According to Beale, the process involves calculating the molecular binding properties of potential drug compounds with protein targets, or receptor sites, in computational models. “I select thousands of compounds that I want to test from a database,” he says. “I then use the supercomputer to scan individual potential drugs over the entire surface of the protein. When I find a compound that binds tightly to the protein, I make models of those and determine which are the most stable. These are then selected for chemical testing in the lab.”
Beale’s research partners, Nigel Cairns, Ph.D., in the Department of Neurology at Washington University School of Medicine and Michael Gitcho, Ph.D., in the College of Pharmacy at the University of Wisconsin-Madison, take his findings and apply them to biologic systems in the lab.

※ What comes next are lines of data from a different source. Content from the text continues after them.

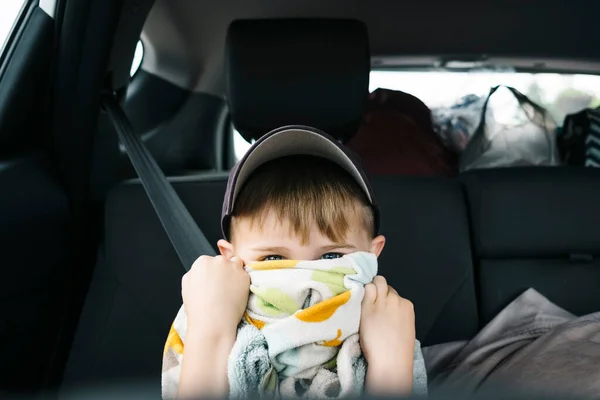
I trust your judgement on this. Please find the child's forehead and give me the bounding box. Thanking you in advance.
[231,205,368,241]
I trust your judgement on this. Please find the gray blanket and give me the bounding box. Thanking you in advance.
[423,289,600,398]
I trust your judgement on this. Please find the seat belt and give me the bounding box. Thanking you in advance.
[102,92,216,271]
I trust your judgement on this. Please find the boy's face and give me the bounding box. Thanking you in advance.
[218,211,385,264]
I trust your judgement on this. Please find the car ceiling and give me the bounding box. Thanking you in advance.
[136,0,600,95]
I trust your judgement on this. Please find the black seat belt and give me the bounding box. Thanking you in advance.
[102,93,215,271]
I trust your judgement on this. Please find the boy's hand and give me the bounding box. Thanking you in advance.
[359,276,415,395]
[181,256,250,335]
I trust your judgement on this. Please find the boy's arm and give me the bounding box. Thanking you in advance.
[177,327,235,398]
[366,340,414,396]
[359,276,415,396]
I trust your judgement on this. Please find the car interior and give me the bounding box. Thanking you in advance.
[0,0,600,396]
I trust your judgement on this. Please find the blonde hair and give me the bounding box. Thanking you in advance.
[232,155,375,244]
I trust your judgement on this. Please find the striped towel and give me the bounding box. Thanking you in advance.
[162,252,426,398]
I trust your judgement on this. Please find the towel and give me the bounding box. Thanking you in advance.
[162,252,427,398]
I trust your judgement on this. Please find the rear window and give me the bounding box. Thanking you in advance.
[233,70,600,159]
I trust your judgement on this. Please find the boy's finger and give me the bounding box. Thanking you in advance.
[373,275,389,298]
[362,283,377,305]
[231,256,244,267]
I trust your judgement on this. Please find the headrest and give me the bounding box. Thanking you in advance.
[225,19,370,141]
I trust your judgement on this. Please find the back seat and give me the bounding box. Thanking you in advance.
[463,167,600,323]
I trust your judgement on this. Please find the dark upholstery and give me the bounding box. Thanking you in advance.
[464,168,600,322]
[226,19,371,141]
[65,171,478,387]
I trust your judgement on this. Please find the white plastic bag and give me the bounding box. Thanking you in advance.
[460,86,559,172]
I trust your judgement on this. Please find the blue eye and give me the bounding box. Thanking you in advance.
[321,253,343,260]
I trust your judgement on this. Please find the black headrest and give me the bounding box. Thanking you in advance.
[225,19,370,141]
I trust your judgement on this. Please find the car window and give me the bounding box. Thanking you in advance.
[233,70,600,160]
[0,0,25,52]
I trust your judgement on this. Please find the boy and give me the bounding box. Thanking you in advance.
[173,127,426,397]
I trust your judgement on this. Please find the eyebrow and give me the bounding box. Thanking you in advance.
[251,243,356,253]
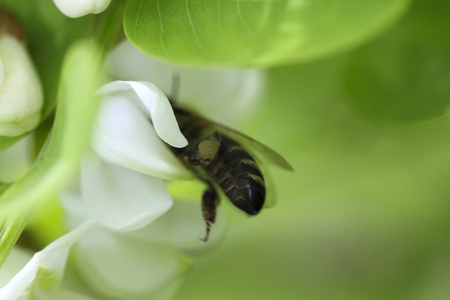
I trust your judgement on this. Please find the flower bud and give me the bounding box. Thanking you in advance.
[0,31,43,136]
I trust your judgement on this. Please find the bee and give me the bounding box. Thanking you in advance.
[170,106,293,242]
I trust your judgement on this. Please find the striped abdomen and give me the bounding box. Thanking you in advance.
[201,135,266,215]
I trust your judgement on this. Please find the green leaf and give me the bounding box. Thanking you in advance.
[0,42,101,264]
[124,0,409,66]
[0,181,11,195]
[0,0,93,151]
[344,0,450,122]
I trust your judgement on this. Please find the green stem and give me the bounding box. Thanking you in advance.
[93,0,126,60]
[0,213,31,266]
[0,0,126,266]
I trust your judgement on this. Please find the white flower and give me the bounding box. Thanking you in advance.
[0,41,261,299]
[0,222,93,300]
[53,0,111,18]
[0,34,43,136]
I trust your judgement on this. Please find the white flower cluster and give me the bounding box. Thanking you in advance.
[0,43,262,300]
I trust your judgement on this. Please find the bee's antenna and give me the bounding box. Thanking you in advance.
[170,73,180,103]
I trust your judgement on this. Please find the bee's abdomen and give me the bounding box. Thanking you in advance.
[204,136,266,215]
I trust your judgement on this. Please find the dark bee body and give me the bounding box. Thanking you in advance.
[171,107,292,241]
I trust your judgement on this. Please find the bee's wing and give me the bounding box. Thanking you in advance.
[259,164,277,208]
[207,120,294,171]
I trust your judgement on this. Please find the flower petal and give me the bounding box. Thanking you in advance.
[81,158,173,231]
[99,81,188,148]
[92,92,192,179]
[74,228,190,299]
[122,199,225,253]
[106,41,265,122]
[0,222,94,300]
[53,0,111,18]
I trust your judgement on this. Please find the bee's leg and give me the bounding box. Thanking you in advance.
[201,184,219,242]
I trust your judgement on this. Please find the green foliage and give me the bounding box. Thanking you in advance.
[343,0,450,122]
[124,0,409,66]
[0,42,101,268]
[0,0,93,151]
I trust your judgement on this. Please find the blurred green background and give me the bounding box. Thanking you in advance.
[175,1,450,300]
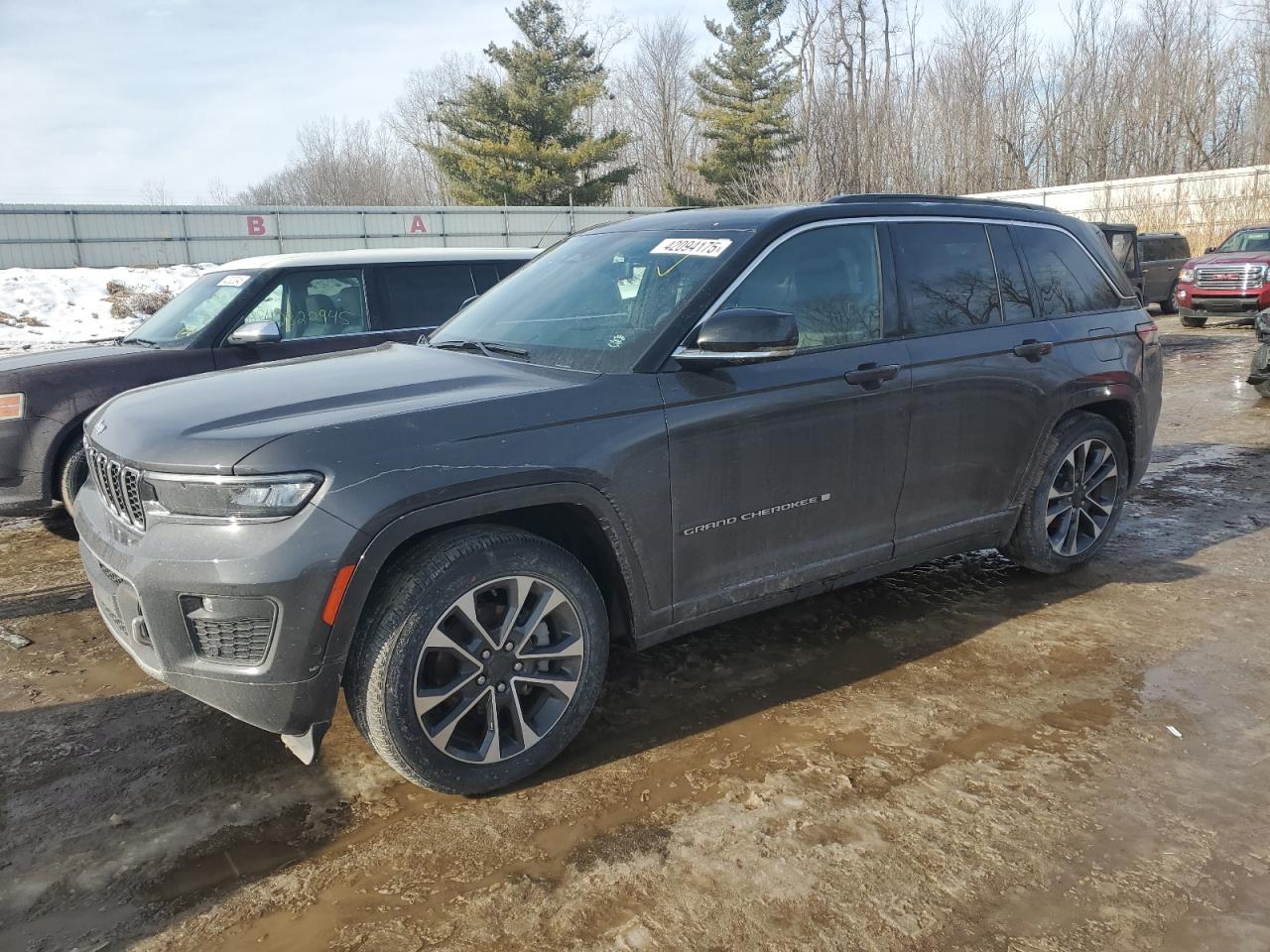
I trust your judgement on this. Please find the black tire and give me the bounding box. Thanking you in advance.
[1001,413,1129,575]
[344,526,608,794]
[58,439,87,516]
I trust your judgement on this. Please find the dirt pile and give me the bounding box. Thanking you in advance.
[104,281,174,320]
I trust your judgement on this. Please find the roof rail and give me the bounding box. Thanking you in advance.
[825,191,1054,212]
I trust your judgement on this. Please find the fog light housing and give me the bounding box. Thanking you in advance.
[181,595,278,666]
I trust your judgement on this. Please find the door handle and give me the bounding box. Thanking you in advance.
[842,363,899,390]
[1015,337,1054,362]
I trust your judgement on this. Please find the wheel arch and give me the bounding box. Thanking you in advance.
[1054,399,1142,485]
[325,482,649,661]
[44,408,96,502]
[1013,384,1146,509]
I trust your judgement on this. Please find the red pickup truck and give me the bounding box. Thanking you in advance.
[1178,225,1270,327]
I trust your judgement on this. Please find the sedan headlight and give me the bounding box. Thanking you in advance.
[142,472,321,520]
[0,394,27,420]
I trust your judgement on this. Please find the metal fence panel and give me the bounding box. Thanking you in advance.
[0,204,663,268]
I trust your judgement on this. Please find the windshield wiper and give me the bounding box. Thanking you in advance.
[430,340,530,361]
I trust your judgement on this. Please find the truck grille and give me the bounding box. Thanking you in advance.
[83,447,146,532]
[1195,264,1265,291]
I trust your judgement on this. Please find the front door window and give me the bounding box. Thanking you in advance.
[234,271,369,340]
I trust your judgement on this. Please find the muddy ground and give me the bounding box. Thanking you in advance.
[0,318,1270,952]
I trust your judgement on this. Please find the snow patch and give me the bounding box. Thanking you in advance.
[0,264,219,352]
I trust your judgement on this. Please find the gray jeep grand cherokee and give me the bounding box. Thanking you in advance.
[75,195,1161,793]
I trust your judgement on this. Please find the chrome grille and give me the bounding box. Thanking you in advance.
[83,447,146,531]
[1195,264,1265,291]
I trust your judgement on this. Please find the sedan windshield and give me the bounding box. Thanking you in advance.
[1216,228,1270,251]
[124,271,259,346]
[432,231,750,373]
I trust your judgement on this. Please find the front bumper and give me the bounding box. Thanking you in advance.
[75,482,366,734]
[1178,286,1270,317]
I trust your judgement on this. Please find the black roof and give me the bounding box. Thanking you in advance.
[590,194,1072,232]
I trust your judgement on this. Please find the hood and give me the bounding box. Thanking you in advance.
[1187,251,1270,268]
[0,341,144,373]
[86,344,595,472]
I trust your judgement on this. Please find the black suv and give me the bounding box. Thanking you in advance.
[1138,231,1190,313]
[75,195,1161,792]
[0,248,537,516]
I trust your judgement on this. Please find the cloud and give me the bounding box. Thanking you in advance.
[0,0,725,202]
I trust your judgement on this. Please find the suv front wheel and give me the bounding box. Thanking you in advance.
[344,526,608,793]
[1001,413,1129,574]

If the compounds test positively in the lab, the group can work on getting a drug company to license them and then eventually test them in humans.
The team has recently discovered a few promising compounds that could translate into potential drugs for treating frontal temporal dementia, a disease that commonly develops early in life and is characterized by thought and communication disorders.
“Something else we’re doing is looking at ways of detecting Alzheimer’s disease earlier, so that we might have a larger window for treatment,” Beale says. “We’re initially using computational methods to do that.”
Expanding research such as this is one of the critical issues of STLCOP 20/20, the College’s strategic plan. “We’re finding that more and more of our students are interested in learning to do research,” Beale says. He is responding to this need by working with a handful of students and training them to help him build models and conduct docking experiments.
He plans to continue exploring drugs for neurodegenerative diseases “because there’s so much need.” Beale also wants to expand the computational capabilities at the College, so he can do even more research and get more students involved.
“I’m excited because we’re bringing a new dimension to the College in terms of a robust drug discovery program,” he says.